Politics

North Korea’s Special Forces Expansion

Today we are featuring an article on the evolution of North Korean military strategy. I found the information on the training the commandos go through to be of particular interest:

North Korea Swiftly Expanding Its Special Forces
Commandos Trained in Terror Tactics In Effort to Maintain Military Threat

SEOUL — North Korea has massively increased its special operations forces, schooled them in the use of Iraqi-style roadside bombs and equipped them to sneak past the heavily fortified border that divides the two Koreas.

By expanding what was already the world’s largest special operations force, the North appears to be adding commando teeth to what, in essence, is a defensive military strategy. The cash-strapped government of Kim Jong Il, which struggles to maintain and buy fuel for its aging tanks and armor, has concluded it cannot win a conventional war, according to U.S. and South Korean military officials.

But by combining huge numbers of special forces with artillery that can devastate Seoul and missiles that can pound all of South Korea, North Korea has found an affordable way to remain terrifying, ensure regime survival and deter a preemptive strike on the nuclear bombs that make it a player on the world stage, say U.S. and South Korean military analysts.
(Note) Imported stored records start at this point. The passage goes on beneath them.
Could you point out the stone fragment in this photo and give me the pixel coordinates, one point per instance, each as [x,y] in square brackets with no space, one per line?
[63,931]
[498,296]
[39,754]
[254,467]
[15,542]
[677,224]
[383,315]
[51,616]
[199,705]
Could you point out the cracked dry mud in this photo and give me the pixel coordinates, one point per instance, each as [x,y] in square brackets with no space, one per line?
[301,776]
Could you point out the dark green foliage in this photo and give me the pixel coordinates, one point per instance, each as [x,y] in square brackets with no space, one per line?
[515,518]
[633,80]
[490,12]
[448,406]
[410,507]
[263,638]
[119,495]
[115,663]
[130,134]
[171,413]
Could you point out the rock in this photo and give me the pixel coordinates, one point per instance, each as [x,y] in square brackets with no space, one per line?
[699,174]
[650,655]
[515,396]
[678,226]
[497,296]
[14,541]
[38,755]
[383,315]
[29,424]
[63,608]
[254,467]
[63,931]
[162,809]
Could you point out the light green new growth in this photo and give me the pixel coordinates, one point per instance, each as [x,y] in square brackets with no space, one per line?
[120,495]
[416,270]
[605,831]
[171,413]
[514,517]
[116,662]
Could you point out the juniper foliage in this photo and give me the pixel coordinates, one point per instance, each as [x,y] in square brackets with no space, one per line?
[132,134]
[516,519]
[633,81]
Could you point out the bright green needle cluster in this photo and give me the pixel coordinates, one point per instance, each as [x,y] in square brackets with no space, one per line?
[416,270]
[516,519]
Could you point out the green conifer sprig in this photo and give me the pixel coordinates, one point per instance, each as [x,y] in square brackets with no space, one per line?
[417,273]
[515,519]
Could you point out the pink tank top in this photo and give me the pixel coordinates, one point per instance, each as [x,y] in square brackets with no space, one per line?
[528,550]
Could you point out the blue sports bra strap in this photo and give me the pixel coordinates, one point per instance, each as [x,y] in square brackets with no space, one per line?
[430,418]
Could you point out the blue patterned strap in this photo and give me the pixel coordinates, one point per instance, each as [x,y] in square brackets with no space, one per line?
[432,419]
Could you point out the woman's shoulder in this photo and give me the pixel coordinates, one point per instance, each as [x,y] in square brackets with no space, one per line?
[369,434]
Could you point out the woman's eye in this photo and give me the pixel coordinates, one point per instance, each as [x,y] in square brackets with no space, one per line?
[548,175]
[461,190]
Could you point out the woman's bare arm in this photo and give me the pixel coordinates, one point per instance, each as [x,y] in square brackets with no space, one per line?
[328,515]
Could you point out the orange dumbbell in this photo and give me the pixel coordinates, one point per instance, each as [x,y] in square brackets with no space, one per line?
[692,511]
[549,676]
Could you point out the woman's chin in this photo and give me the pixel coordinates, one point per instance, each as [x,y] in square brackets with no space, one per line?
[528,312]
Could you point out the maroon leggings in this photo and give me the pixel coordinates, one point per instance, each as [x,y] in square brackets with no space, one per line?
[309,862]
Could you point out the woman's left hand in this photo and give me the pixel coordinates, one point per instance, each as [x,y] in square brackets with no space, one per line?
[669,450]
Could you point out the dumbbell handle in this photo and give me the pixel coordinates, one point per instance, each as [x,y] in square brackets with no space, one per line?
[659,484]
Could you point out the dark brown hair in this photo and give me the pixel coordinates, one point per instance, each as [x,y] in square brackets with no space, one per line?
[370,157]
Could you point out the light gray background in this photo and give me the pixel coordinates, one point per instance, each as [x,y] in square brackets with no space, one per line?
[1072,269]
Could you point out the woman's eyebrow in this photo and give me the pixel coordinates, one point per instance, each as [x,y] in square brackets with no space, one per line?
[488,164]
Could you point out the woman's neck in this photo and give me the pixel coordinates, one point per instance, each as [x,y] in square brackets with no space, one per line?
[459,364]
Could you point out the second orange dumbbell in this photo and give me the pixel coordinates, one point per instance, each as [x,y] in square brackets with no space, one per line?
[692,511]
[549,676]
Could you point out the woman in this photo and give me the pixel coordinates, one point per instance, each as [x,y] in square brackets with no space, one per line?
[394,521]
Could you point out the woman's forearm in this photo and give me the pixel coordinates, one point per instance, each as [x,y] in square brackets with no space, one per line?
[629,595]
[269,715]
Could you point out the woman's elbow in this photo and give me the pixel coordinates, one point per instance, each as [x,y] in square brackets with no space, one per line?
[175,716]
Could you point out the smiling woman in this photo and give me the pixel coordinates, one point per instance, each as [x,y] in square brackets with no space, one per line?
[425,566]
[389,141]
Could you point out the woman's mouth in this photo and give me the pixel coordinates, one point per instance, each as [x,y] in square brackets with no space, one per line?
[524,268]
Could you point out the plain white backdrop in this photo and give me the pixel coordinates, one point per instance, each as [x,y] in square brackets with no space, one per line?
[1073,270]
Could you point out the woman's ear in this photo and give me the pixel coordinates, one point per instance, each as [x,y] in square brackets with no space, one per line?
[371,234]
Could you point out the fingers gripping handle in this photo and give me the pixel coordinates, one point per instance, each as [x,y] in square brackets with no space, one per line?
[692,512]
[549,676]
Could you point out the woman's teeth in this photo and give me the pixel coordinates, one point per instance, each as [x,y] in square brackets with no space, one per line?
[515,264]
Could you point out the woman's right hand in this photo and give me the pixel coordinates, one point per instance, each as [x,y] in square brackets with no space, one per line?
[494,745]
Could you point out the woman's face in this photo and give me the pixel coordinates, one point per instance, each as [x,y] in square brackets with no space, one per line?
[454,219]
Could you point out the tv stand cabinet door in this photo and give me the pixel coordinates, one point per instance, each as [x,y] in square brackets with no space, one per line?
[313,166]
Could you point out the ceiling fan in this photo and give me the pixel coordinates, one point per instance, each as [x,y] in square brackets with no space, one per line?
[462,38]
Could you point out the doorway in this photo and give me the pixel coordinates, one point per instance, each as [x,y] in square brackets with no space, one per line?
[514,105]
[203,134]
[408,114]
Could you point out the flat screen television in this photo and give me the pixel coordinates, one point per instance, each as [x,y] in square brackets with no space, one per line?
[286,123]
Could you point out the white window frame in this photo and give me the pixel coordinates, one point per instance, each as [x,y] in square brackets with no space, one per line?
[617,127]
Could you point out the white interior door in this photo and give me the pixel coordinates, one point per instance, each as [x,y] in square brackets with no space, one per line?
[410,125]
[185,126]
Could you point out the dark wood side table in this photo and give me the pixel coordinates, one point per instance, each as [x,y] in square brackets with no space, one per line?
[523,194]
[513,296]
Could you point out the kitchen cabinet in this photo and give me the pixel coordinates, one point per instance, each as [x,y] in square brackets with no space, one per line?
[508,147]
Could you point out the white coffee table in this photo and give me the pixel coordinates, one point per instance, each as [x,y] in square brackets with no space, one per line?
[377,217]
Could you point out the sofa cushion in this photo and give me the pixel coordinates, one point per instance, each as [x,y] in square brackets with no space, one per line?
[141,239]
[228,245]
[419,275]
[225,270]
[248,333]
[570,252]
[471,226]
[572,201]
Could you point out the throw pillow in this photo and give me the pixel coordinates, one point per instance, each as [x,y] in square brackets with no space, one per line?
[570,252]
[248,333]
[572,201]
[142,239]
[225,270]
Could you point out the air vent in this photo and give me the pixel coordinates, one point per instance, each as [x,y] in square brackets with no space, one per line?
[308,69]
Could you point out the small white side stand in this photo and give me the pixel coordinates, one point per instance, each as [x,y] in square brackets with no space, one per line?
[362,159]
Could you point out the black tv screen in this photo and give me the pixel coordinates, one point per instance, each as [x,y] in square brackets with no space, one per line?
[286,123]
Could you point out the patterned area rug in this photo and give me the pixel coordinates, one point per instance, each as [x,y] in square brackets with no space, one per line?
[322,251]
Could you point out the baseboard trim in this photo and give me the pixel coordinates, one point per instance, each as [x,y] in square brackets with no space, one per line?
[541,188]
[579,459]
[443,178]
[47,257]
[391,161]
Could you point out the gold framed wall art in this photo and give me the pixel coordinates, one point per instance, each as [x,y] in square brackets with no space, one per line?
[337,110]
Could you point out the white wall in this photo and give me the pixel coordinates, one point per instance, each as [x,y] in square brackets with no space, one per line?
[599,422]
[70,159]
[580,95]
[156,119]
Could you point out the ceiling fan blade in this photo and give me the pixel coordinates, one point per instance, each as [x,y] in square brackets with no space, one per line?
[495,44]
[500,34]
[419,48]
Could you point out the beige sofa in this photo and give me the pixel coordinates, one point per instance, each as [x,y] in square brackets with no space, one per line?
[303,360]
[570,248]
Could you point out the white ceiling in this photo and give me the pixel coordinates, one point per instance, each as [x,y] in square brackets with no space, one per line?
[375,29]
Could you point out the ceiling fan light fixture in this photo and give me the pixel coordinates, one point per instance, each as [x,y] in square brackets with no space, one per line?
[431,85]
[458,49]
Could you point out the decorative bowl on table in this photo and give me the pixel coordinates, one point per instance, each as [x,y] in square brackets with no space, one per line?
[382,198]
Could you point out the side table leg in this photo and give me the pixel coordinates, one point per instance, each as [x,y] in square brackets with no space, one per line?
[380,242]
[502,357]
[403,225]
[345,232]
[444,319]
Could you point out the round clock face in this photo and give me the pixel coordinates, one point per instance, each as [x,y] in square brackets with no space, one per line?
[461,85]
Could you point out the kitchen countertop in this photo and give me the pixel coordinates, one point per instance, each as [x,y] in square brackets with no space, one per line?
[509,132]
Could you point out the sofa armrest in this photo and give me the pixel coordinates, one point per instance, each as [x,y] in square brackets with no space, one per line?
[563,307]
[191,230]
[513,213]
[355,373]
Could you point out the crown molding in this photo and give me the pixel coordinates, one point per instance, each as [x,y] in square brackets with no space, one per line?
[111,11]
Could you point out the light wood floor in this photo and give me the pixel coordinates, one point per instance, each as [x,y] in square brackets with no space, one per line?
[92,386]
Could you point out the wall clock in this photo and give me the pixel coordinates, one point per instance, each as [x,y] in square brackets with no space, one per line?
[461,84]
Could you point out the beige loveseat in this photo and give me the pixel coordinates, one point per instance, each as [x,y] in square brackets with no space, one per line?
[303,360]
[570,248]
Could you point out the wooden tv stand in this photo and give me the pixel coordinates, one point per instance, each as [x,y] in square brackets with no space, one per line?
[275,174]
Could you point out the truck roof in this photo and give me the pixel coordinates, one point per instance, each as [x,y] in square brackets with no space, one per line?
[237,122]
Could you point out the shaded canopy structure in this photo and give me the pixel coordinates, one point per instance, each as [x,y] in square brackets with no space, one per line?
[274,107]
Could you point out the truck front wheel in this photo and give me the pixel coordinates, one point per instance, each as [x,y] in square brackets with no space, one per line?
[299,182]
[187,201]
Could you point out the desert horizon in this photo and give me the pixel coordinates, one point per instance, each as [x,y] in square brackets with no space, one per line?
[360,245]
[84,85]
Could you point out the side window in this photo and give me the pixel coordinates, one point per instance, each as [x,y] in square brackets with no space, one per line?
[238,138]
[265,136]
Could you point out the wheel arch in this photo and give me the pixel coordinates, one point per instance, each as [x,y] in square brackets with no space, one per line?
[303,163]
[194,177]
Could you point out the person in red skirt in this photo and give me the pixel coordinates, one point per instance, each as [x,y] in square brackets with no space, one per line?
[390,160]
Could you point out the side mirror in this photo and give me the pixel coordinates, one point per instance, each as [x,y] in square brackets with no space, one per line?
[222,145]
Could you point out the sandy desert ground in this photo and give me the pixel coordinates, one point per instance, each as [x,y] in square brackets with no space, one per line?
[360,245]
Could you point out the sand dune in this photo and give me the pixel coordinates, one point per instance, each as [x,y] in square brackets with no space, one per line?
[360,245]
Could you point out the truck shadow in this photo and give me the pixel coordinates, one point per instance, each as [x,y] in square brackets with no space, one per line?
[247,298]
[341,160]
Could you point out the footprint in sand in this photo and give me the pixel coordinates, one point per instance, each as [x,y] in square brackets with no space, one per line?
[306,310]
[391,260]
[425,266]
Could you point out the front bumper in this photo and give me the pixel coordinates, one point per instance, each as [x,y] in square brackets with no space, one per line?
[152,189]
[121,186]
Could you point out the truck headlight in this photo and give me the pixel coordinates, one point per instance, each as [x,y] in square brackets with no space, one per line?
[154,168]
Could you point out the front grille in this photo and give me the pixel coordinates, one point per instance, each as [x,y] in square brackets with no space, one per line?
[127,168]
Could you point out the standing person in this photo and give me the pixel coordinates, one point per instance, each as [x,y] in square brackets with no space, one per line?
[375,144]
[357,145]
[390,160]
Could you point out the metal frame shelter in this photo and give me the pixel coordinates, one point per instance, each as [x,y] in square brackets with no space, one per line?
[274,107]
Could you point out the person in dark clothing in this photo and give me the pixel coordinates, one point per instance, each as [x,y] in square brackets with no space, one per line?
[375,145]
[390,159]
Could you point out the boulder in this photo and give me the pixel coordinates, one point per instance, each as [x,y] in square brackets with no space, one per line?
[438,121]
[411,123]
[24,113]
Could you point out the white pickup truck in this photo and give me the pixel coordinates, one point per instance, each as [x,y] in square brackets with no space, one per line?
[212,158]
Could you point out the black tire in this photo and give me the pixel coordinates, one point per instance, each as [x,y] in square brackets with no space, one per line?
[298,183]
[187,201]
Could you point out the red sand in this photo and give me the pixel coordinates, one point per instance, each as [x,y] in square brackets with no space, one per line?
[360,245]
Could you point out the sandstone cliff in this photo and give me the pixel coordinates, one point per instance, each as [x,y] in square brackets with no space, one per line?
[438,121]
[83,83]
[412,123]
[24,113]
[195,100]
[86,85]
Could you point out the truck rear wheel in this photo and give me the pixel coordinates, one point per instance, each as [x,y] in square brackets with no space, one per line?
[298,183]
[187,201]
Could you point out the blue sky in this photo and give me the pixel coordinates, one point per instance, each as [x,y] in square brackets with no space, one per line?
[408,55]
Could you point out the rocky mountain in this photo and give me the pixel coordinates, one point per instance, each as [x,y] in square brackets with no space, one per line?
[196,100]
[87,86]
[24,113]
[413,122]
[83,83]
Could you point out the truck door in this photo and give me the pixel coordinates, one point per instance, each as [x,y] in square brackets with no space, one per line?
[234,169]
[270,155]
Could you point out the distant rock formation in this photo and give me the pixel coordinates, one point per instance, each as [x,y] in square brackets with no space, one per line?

“The North Koreans have done what they had to do to make sure their military is still a credible threat,” said Bruce E. Bechtol Jr., a North Korea specialist who is a professor at the Marine Corps Command and Staff College in Quantico. “They can still inflict tens of thousands of civilian casualties in Seoul on the first day of combat.”

The havoc-raising potential of North Korea’s special forces has grown as their numbers have increased and their training has shifted to terrorist tactics developed by insurgents in Iraq and Afghanistan, according to Gen. Walter Sharp, commander of U.S. forces in Korea.

“The capability is really very large, and they will use these tactics,” Sharp told reporters recently in Washington.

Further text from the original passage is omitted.